Aspicus and the Art of Photography

From Snapper to Shooter (hopefully)

Project 3

Focus with different apertures

What: The aim of this project is to explore the effect of changing the aperture on an image. The project involves taking several images of the same scene at different apertures and commenting on the effects on the depth of field.
Where: In my garden.
When: Early evening in March. Sky was very overcast, and it was beginning to get dark.
Why: I found it quite difficult to find a suitable scene for this project.  I tried various walls and hedges and so on, and saw what the project was getting at, but found it difficult to determine the boundaries of the sharp zone (i.e. the depth of field) due to parts of the scene getting in the way.  In the end I constructed my own scene in my garden that you can see below.  The grass allows me to easily determine what is sharp or not, and the tennis ball something to zoom in on.  It’s not very pretty but does I think help me explore the ideas behind the project.
How: Camera settings were manual, focal length 130mm, ISO200, various aperture (see below), and various shutter speeds. I used a tripod as directed in the course notes.  The project asks the student to identify the limits of sharpness of each image.  I’ve included these in the images below as red lines.  I don’t have the know-how to do anything clever like make the image change on mouse-over (which a short google search suggests is a very thing difficult to do on  Putting red lines on the image was the only software manipulation (bar conversion from RAW to jpg of course).

The images
Wide open aperture (f/5.6):

1/20 sec shutter speed

Medium aperture (f/11):

1/5 sec shutter speed

Smallest aperture (f/36):

2 sec shutter speed


There are a number of observations from the above images and limits of sharpness.

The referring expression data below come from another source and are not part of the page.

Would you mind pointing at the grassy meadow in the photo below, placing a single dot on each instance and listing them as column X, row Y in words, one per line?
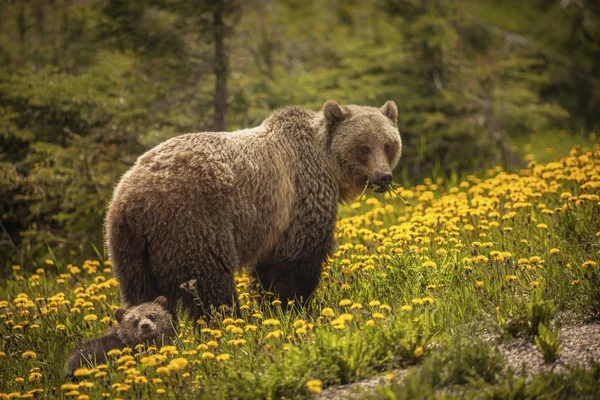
column 420, row 275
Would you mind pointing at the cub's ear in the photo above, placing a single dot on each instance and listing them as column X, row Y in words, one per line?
column 390, row 110
column 162, row 300
column 119, row 313
column 334, row 114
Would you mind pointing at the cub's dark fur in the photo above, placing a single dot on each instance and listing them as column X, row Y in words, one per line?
column 147, row 323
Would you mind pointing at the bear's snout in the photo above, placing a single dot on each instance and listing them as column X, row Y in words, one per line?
column 383, row 180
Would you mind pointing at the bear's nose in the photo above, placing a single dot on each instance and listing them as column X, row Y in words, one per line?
column 384, row 179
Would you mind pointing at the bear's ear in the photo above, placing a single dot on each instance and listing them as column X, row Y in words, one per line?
column 390, row 110
column 334, row 114
column 162, row 300
column 119, row 313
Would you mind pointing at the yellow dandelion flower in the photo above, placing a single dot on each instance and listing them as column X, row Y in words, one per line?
column 177, row 363
column 274, row 334
column 168, row 349
column 271, row 321
column 299, row 323
column 327, row 312
column 82, row 372
column 345, row 302
column 346, row 317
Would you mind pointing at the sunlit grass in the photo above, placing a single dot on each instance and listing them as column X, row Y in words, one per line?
column 415, row 268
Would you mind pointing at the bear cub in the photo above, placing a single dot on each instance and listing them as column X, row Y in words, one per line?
column 147, row 323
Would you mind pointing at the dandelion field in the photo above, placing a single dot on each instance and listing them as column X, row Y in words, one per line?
column 419, row 273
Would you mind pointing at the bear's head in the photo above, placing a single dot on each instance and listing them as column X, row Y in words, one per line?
column 365, row 145
column 147, row 323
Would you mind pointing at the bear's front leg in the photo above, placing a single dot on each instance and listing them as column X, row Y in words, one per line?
column 290, row 279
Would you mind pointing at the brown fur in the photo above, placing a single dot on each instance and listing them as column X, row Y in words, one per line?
column 201, row 205
column 147, row 323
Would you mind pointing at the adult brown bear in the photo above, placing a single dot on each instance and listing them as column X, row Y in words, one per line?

The first one is that when I looked closely at the image I was expecting the depth of field to be a band of sharpness in the middle of the image.  However looking closely at the images (particularly for f/5.6 and f/11) suggested that the sharpness declines at the edges of the image as well as at the front and back.  I therefore guessed that it was in fact an ellipse (which I’ve drawn) but have yet to confirm this.  Given the round nature of a lens this would not be surprising if it was the case (in fact on reflection anything else would be surprising).

Secondly, I was quite surprised that the entirety of the image was not in sharpness for the f/36 image, as for other shots I’ve taken f/22 is usually more than enough to get sharpness throughout the image (noting the caveat below).  This may be something to do with lens diffraction (see below), or the combination of focal length and scene.  I’ll need to search some more to answer this one I think.

Thirdly, it is worth noting that the degrees of sharpness changes throughout the image.  For example, although the circle of sharpness changes a bit for the f/11 shot compared to the f/5.6 version, the rest of the image is a lot sharper.  A similar effect is seen with the f/36 image.  Therefore, depth of field is not really a hard boundary (as shown in the images above), rather it decays at the edges.  The narrower the depth of field the slower this decay, meaning that more of the image will be sharper (not necessarily sharp) than an image with a shallower depth of field.

Finally, take a look at the composite below, which shows a blown-up image of the tennis ball for each shot.

The f/11 version appears marginally sharper than the f/5.6 version and a great deal sharper than the f/36 version.  For the f/5.6 version I can sort of understand this, as the tennis ball is a 3 dimensional object, and the depth of field is so narrow, that some of the tennis ball may be outside the area of sharpness.  However for the f/36 version I would expect that given more of the image is sharper, the tennis ball itself would maintain its sharpness. I must admit that I’ve come across this phenomenon before as I used to think I was having difficulty focusing with small apertures on my 18-200mm lens.  I came across the idea of lens diffraction (follow the link for an easy to follow explanation) which suggests that it isn’t really a question of focus. I include this issue here as I believe it is relevant to the project in terms of exploring depth of field. Lens diffraction basically means in the maximum sharpness of an image decreasing as the aperture becomes smaller.  Therefore, making an aperture smaller and smaller will lead to more of  an image being sharp, however the maximum sharpness will also change (it may decrease to begin with, then decrease).  Apparently the sweet-spot (i.e. the apertures for which maximum sharpness is greatest) for my 18-200mm lens is between f/6 to f/10 or so.  I’m not sure if this is generally true, or if this sweet-spot is the same for all lenses.  I assume that the really expensive lens are less prone to it.

Further Questions

1. Is depth of field really an ellipse as I assume it is above or is it in fact rectangular?
2. Is depth of field only dependent on aperture, or is it also dependent on focal length?

3. Why is the entire image at f/36 not sharp? If it to do with lens diffraction, or a combination of the scene and focal length?  A few experiments may do the job here.
4. Do all lenses have a sweet-spot between f/6 to f/10 or does it change for each lens?  Do more expensive lens result in greater maximum sharpness throughout the apertures?

What I’ve Learned

1. Depth of field appears to be a sphere (or a circle) rather than a strip across the frame.

2. Smaller apertures means that the depth of field increases.

3. However, maximum sharpness does not necessarily increase as the depth of field grows, and may actually decrease due to lens diffraction.  The sweet spot of maximum sharpeness  for my lens is f/6-f/10.